小さいカーラ

矢萩貴子 作品

あらすじ

小人に縛り付けられてしまった好きな人に思い切って告白したカーラ。しかし思いの相手は、すでにカーラの姉とつきあっていた。小さい体のせいで何事も上手く行かないと常日頃思っていたカーラの怒りは頂点に達していた。そんな様子を見かねた母親が、叔母の家にカーラを預けることにした。

叔母の家に向かうため船に乗ったカーラだったが、船は嵐のために難破。カーラだけがかろうじて助かった。カーラが漂着した島は、なんと小人の国だった。

カーラを数えきれない綱で地面に縛り付けた小人たち。小人たちはカーラが巨大であっても女であることを知ると、動けないのを良いことに色々といたずらを始めたのだった。

一方カーラは、身動きがとれずに小人たちになすがままにされていた。しかし綱は小人たちが考えている以上に、カーラにとって無力な存在だった。

小人を踏みつぶし、やすやすと綱を断ち切ったカーラは、小人たちに反撃を始めたのだった。

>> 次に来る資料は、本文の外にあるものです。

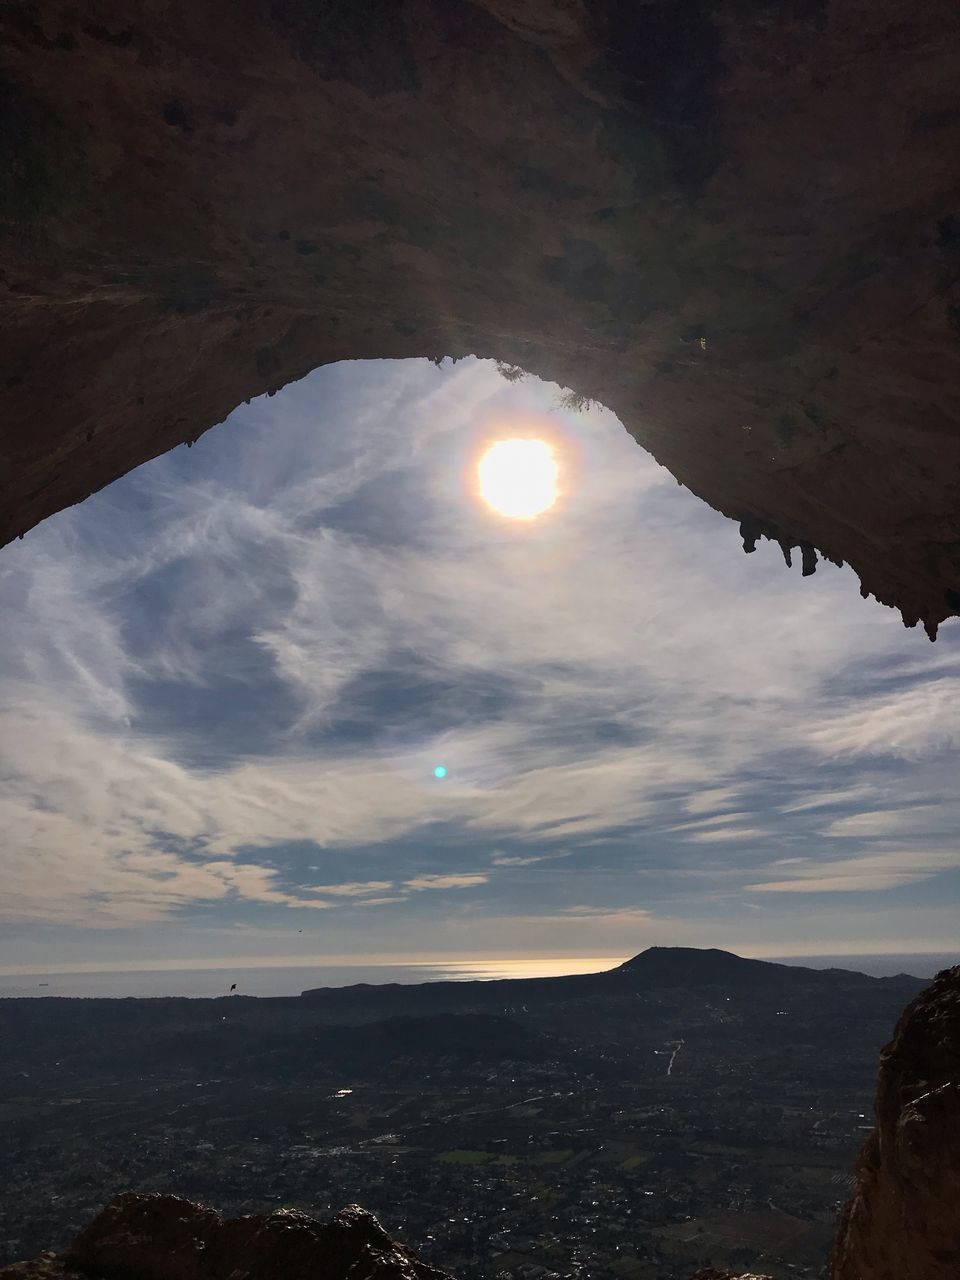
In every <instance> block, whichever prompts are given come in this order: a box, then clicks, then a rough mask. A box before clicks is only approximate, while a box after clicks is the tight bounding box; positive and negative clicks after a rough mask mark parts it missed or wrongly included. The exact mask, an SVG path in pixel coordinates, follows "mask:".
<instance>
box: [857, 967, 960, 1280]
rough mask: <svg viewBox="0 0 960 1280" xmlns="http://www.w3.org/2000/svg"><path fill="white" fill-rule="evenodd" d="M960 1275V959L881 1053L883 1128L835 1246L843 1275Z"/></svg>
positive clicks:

小人たちにとって、あまりにも巨大なカーラ。背の低さにコンプレックスのあったカーラが 今では向かうところ敵なしの巨人なのだ。カーラの攻撃はだんだんと過激になっていく一方で、あまりにも小さくてひ弱な小人たちはカーラと戦いに挑む気力さえ失っていった。

そんな混乱の中、カーラを縛り付けることにさえ抵抗を感じていた小人の国の王子が、勇敢にもカーラに立ち向かって行ったのだった・・・

解説

原作はいわずと知れたガリバー旅行記です。グリム童話ではありませんが、王子とお姫様をストーリーに持ち込んだことで、この雑誌に収録された他のグリム童話を題材にした作品群にとけ込ませることに成功しています。

ホラーにも近い残酷な物語を売り物にしている雑誌ですので、当然ながらこの作品も残酷さは過激です。素足の少女の下に無数の血だらけの死体という構図は非常に生々しく、少女マンガらしい絵柄のために、むしろ過激さが強調されているようにも思えます。

この体格差を乗り越えて愛に陥って行く王子とお姫様ですが、この物語にはハッピーエンドは用意されていません。ここまで残酷でなければ、他のグリム童話とはなじまないからなのでしょうか、最後まで残酷なシーンが続きます。